We need to get away, too, from the idea that every student must go to college. Higher education is a fantastic path, but it’s not today’s HS graduates’ only one. Our students are falling behing their peers in other countries and it’s showing up in some startling places. I spend a lot of time programming and learning about it online. It was a heavy realization, years ago, that the vast majority of truly innovative coding creations are coming from overseas; not America. If you examine the nationality of the programmers on a site such as phpclasses.org, you’ll find that most are not American. WordPress theme creators? Mostly overseas. While these examples aren’t necessarily representative of all aspects, it brings some sobering realizations into stark focus: Our kids will increasingly have trouble competing in a global marketplace.
So my bold school looks like Stacey’s.
- It’s cross-curricular. It’s widely known that music teachers can help teach students math. There are so many ways that a cross-curricular approach can improve schools, it’s hardly worth noting here.
- It’s multi-path. By “multi-path,” I mean that there’s no one linear approach through the material. Today’s schools don’t differ significantly from a factory in that the processes that exist today are linear and regimented. A multi-path school is free to devise the appropriate processes to guide students along.
- It’s interest-driven. When I need to learn a new skill, I give myself a project in which to learn the skills. That’s how I learned to program years ago and it’s how I learned web design. It’s how most of us learn. Why not apply it to schools? Yes, project-based learning has been around for a long time.
- It’s mastery-based. Students learn at different speeds. We need to move beyond the notion that all students in the same grade have to be the same age.
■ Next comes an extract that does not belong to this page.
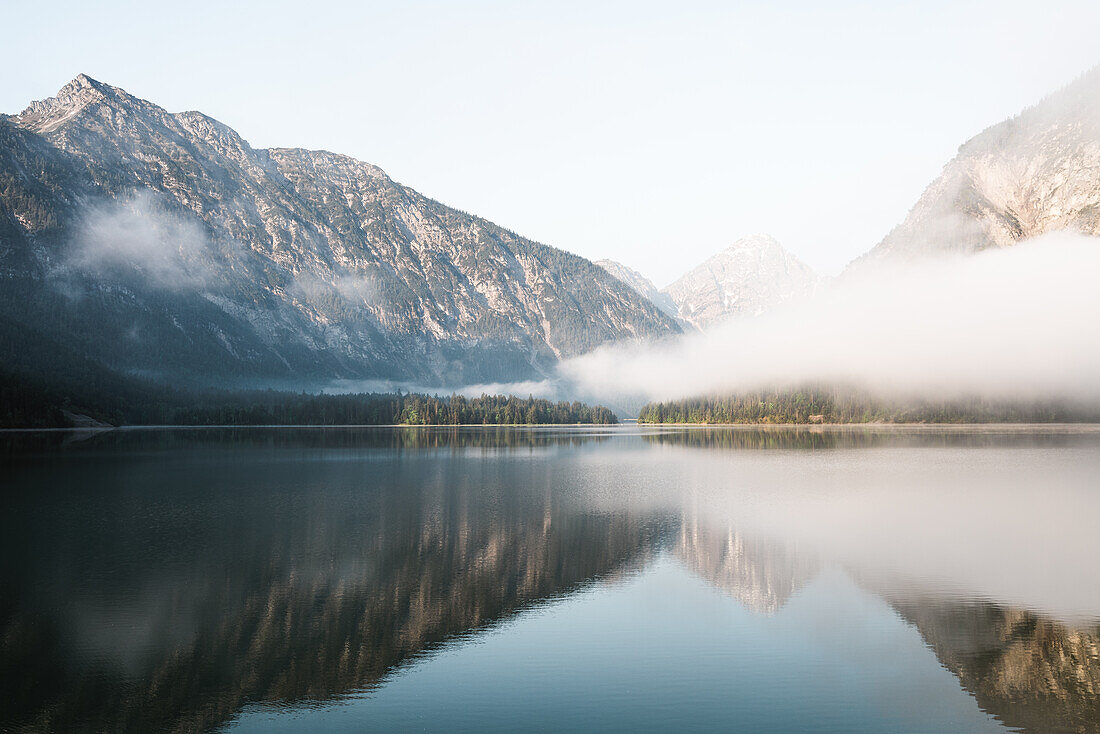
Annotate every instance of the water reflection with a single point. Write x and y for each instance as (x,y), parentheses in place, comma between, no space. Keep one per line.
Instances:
(164,580)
Sure, there are socialization factors involved, but I’d argue that the collaborative processes in place at a bold school would nullify most of the negative impacts of differing ages in the same classroom. If a student is moving along at a level justifying it, why not adjust the curriculum to the student instead of holding him or her back?
- It’s technology-infused. I ask adult educators all the time: “When you need an answer, how do you find it?” Almost without exception, the answer is “I Google it.” Let’s face it, if the answer to a test question is to be found by a web search, then kids don’t need to memorize it. You might question the role of technology in your own life, but it will be an immutable fact of your children’s lives. The bold school will have a rich set of online resources, activities and mechanisms to support a 24/7 culture of learning. Digital textbooks and online educational environments are already here but they will need to become an integral part of the educational process, not just an afterthought.
You might notice that I’ve not said a lot about assessment. I assure you, it’s taken a significant amount of self-control to get to this point! Say what you will about assessments (and I have plenty to say on the subject!), a product of the bold school I describe above will handle any standardized assessment you throw at them with ease.
I wish we were closer to being able to implement bold school thinking in America. We’re not. As long as legislators who have never been in a school since they graduated continue to shackle them with burdensome rules and lawyers attack every innovative initiative, we are doomed to continue our downward spiral.
Stacey’s gifted program? That awesome program that gave her and her classmates an incredible jumpstart into the world they now inhabit? It was cancelled the following year because of parental complaints about elitism and equity. What a sad commentary about what we as Americans desire for our children.
We owe it to them to do better and it’s going to take bold thinking and bold leadership.